Leverage my passion for authentication and software to develop innovative technologies that make life better for humans.
A listing of my work experience, from most recent to least recent:
Learn how, and develop the relevant skills to be a good research scientist. Pitch research ideas, conduct research both independently and as a team, and publish peer-reviewed papers. Communicate clearly via presentations, posters, and technical writing. Critically evaluate academic papers and return uplifting feedback, regardless of acceptance. Support research undergraduates in their research tasks. Teach broadly extemporaneously, and CS 111 in Spring 2023.
Wrote firmware to communicate (over BLE advertising packets) between the motor controller microprocessor (nRF52) and the phone app for IoT smart home blinds. Conducted a security review and fixed design issues in the secure communications protocol, implemented those fixes in the embedded code, and assisted the Android and iOS developers to make the minimal needed changes on their side. Designed a new secure offline pairing system from scratch to meet requirements.
Hired to rewrite PHP accounting and timesheet application in NodeJS without source or spec save some designs. Project changed after a year or so to use deepstream + RethinkDB, then about 8 months later to LoopBack, then was somewhat canceled/shelved. Worked next on a glue app to bind disparate services to replace the PHP code (using express), and also on a UWP (C#/XAML) kiosk display app. When the Kiosk project died, moved to server software for network communications between an app and embedded systems. Continued to maintain the glue app alongside embedded development and after.
Find clients, implement code per requirements, tracking time used and minimizing client costs. Practice new languages, frameworks, and tools.
I worked mostly on the complicated syncing logic behind the Intuiplan system. I worked well with Yii, new to me at the time, and was able to make improvements to the site architecture. Additionally, I taught myself how and implemented many unit tests across the legacy codebase.
I worked on the main Lead Management Platform product in a team of 5 developers for approximately 4 months, then filled a need supporting responseaudit.com for several months, beta testing our internal design framework. I significantly reduced the data entry workload of auditing a company using a bookmarklet, with a significant chunk of domain knowledge to fill in form fields. The bookmarklet was successful enough that the completely automatic web crawler and form filler was shelved, and I was moved over to work with another programmer to pick up our internal management site rewrite. Over 6 months or so we juggled with the code into a fairly readable state, while porting the bulk of the remaining features from the old site over. In the end I was placed in the new R&D department, to help iron out and alpha test the design of another new internal framework.
Maintain zagg.com, access various external APIs (memorably Best Buy's), introduce and maintain new APIs. Wrote and carefully tested a sed script to clean up inconsistent whitespace formatting across our software. Cut one significant file down from 4000 lines to just over 2000 lines of mixed HTML and PHP by careful analysis and understanding, and encapsulating some behavior into a pair of classes.

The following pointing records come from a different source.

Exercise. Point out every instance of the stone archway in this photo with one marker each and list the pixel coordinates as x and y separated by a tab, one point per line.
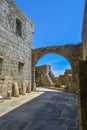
71	52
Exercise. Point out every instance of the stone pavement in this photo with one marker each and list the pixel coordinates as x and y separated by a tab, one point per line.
50	110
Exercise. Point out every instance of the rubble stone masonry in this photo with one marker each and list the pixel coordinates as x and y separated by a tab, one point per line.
15	44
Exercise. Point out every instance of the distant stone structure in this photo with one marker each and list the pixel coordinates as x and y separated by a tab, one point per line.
45	77
15	46
42	76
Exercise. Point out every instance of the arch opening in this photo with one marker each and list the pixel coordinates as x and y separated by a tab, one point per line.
53	70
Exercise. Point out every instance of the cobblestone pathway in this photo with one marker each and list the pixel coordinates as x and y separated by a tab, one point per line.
52	110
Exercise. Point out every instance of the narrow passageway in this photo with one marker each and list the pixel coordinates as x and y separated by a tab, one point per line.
52	110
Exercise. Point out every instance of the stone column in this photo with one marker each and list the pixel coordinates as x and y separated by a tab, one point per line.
82	95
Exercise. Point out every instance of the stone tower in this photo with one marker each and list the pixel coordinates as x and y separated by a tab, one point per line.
84	32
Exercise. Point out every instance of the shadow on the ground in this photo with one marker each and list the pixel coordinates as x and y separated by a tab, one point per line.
49	111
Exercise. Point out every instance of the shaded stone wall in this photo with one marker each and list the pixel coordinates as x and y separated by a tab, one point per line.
82	95
15	50
84	32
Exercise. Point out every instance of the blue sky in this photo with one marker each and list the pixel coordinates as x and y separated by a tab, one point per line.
57	22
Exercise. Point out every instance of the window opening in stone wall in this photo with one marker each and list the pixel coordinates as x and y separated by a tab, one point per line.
1	61
20	68
18	27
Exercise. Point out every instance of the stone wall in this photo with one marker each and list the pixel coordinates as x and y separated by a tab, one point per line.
45	77
15	43
42	76
84	32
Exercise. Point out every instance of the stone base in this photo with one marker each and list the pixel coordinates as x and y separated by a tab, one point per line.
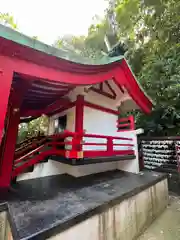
124	221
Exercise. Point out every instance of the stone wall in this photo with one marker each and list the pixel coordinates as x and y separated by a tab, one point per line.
124	221
5	231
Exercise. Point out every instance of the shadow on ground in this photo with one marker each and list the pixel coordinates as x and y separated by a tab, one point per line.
167	226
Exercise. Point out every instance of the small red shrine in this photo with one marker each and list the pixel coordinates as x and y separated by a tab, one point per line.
81	99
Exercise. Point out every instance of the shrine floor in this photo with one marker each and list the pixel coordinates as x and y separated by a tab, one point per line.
42	208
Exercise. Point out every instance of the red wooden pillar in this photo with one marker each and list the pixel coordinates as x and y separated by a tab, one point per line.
11	131
5	87
6	76
79	118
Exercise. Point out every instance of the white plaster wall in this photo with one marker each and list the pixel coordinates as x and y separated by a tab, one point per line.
70	118
55	168
125	221
98	122
49	168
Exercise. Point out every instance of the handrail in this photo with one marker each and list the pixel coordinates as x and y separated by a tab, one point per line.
29	154
77	140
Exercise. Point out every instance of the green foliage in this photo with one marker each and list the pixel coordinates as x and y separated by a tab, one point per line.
151	31
32	128
8	20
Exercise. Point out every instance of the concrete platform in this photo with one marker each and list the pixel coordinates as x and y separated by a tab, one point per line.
112	205
167	225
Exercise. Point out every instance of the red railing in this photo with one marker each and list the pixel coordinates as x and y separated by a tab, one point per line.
126	124
76	151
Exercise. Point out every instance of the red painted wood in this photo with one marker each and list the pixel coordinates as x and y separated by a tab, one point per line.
79	121
120	72
126	122
111	89
15	101
121	125
62	109
110	145
133	88
107	154
100	108
6	75
105	94
118	85
79	114
106	137
51	74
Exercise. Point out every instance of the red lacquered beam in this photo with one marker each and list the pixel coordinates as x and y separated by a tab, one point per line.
29	154
104	136
101	153
123	125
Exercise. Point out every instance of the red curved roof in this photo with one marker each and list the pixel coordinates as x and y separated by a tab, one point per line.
51	76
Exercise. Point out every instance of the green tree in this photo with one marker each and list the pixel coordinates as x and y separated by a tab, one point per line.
7	20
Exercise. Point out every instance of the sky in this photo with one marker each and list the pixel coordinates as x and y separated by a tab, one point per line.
49	19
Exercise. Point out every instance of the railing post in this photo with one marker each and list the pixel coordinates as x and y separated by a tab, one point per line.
109	144
132	123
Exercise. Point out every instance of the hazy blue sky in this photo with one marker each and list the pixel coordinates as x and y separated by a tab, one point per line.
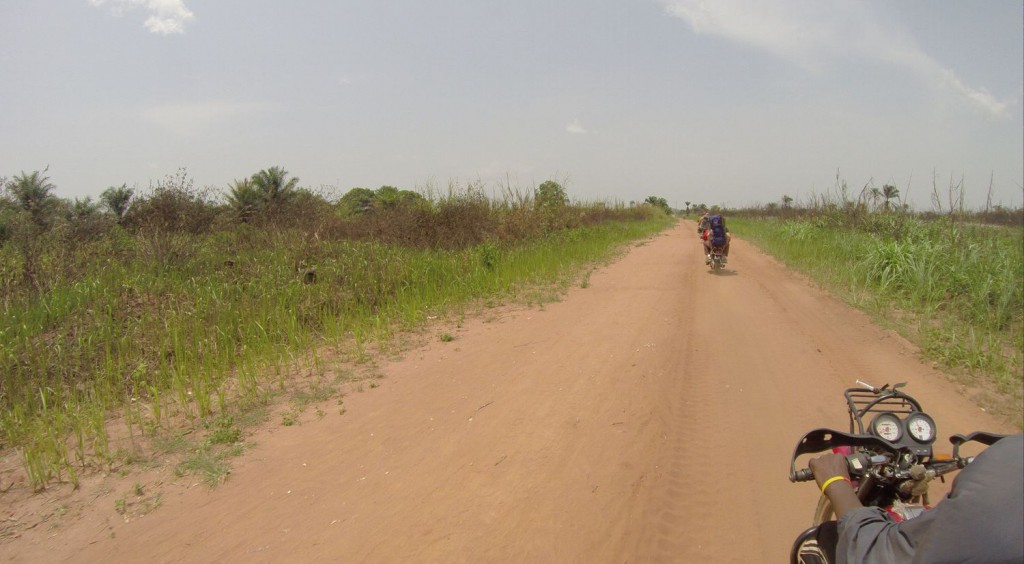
721	101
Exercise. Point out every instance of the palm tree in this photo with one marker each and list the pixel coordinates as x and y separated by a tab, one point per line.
889	191
245	199
876	196
272	186
32	193
116	200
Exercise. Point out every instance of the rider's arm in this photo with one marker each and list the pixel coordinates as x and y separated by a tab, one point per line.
840	491
865	534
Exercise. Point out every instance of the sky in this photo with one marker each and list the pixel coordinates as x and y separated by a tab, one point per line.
735	102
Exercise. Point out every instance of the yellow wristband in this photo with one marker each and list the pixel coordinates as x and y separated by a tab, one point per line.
830	480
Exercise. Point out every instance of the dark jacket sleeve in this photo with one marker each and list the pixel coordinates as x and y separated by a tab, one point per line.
981	520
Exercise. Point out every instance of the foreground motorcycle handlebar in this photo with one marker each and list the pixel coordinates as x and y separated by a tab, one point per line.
856	465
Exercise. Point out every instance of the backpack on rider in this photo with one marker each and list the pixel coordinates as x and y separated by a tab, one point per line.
717	230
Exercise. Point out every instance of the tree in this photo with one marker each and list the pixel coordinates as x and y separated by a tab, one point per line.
876	196
357	202
273	185
389	198
116	200
245	199
889	191
32	193
550	194
659	203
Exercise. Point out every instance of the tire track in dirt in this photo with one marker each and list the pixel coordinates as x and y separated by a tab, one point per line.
646	418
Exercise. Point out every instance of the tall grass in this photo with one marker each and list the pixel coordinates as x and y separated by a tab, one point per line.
955	288
216	326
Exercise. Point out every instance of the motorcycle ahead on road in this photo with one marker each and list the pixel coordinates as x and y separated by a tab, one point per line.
717	259
889	457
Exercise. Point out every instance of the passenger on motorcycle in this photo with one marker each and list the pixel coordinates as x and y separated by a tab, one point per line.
714	232
981	519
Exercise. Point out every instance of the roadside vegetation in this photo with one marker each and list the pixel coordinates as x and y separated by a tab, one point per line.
175	316
951	280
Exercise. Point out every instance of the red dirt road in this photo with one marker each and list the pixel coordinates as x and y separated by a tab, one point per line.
646	418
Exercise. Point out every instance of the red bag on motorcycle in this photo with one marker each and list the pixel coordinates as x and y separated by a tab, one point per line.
718	230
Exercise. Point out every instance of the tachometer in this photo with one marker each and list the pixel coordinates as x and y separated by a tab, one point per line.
888	427
922	427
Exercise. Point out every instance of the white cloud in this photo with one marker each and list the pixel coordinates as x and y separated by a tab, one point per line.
576	128
166	16
815	34
186	119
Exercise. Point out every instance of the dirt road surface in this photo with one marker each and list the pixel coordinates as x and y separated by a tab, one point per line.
648	417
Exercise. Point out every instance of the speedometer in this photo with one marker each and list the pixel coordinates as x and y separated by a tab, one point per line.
888	427
922	427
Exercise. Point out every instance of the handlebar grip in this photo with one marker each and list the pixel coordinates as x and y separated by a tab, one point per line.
804	475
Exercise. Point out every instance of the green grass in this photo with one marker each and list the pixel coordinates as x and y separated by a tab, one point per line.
955	289
231	320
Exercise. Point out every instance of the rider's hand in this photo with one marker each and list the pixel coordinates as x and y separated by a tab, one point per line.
840	490
828	466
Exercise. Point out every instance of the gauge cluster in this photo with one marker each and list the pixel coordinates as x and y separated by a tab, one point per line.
915	430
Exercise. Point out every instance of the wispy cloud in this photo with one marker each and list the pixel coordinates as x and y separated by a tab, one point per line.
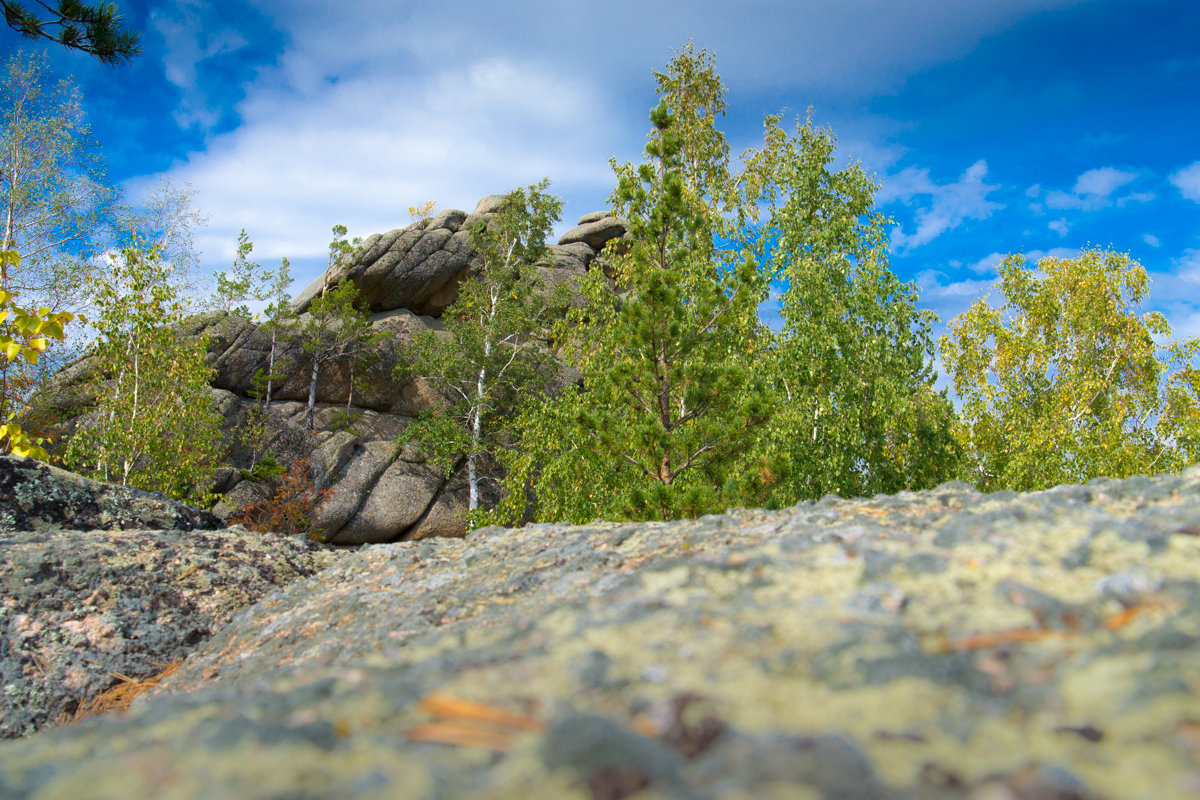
193	34
1093	190
301	162
1187	180
940	206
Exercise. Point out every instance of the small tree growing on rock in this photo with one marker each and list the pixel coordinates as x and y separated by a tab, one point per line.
339	325
1065	382
489	359
155	425
24	334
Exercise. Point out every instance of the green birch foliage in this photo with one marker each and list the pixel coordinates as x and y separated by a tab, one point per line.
490	361
667	398
337	326
241	283
54	199
155	425
277	319
1065	382
852	364
95	29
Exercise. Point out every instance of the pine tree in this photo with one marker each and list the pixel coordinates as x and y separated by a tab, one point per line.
97	30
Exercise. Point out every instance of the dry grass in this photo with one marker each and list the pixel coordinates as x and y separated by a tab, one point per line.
119	697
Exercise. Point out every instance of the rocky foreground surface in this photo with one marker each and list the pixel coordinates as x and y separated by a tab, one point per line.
102	583
940	644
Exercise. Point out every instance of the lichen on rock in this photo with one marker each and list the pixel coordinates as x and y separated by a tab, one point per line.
935	644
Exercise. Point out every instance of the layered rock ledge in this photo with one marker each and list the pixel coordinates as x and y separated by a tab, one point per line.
83	609
940	644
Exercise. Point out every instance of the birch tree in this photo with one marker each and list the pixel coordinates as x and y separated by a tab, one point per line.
337	326
1063	380
490	359
155	425
57	206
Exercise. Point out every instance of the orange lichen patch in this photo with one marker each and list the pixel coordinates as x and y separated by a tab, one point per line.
1001	637
119	697
469	723
1119	620
450	705
463	734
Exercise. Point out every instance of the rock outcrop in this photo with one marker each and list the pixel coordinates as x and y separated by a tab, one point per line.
941	644
101	584
378	493
40	497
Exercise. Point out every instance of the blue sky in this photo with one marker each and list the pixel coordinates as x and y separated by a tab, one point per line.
994	126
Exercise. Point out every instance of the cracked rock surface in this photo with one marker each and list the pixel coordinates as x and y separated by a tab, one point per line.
941	644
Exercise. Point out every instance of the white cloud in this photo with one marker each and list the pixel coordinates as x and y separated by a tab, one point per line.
369	107
949	204
1187	180
1103	181
336	154
988	264
1036	256
1093	190
193	34
1187	266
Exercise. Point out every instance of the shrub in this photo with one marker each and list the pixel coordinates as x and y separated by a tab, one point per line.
265	469
289	511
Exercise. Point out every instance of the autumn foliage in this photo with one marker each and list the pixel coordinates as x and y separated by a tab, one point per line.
289	510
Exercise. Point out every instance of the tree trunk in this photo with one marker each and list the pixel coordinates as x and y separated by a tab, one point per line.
312	389
270	371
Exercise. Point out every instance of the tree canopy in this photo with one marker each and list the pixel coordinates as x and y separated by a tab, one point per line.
95	29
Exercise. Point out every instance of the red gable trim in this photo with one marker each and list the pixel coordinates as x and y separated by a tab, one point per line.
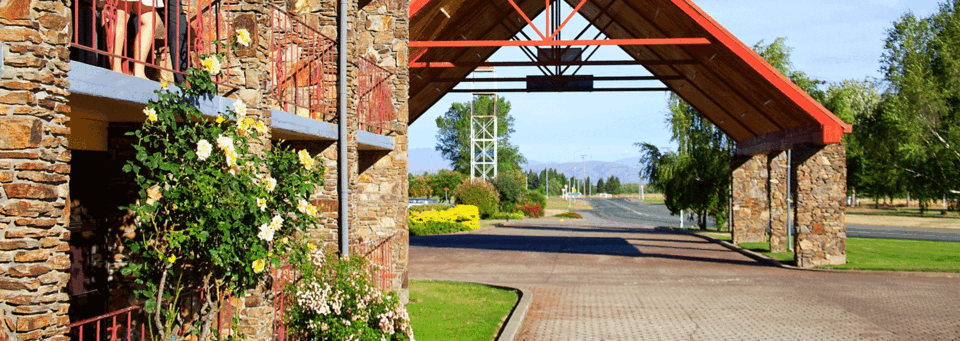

Architect and implement custom database driven websites for clients. Complete/rescue projects abandoned by outsource programmers. Architect and build new framework for in house social networking product with extensive plugin support, working with a team. Build several new analytics products to sell to customers.
I hate seeing websites go offline - thus I obtained permission to take over Skylords once the university was no longer interested in it. Keep site online, fixing any bugs which develop due to deprecated code. Manage backups, redundancy, hosting costs, etc. Keep in contact with community, implement new features, and improve code structure. In maintenance mode as my focus is elsewhere at present.
Develop and support the SkyLords.com website. Convert a collection of similar flat file databases across 5 CDs into a single relational database.
My research focused on making randomly-generated passwords easier to remember. Courses include Statistical Methods for Research (STAT 511 and 512), Cognitive Psychology (PSYCH 375), a basic Introduction to Teaching course, undergraduate design courses (CS 356 and CS 456), HCI methods (IT&C 555), and readings courses in Security, Usability, and Usable Security.
The Hong Kong University of Science and Technology
Topics covered included IT strategy and management, Project, Workflow, and Innovation Management, Computer and Internet Security, Logistics and Supply Chain management, and Business Strategy.
Elective senior courses in Networking, AI, Machine Learning, Databases, and Digital Signal Processing. Focused on becoming an embedded systems programmer and understanding the foundational underpinnings of modern computer systems and protocols.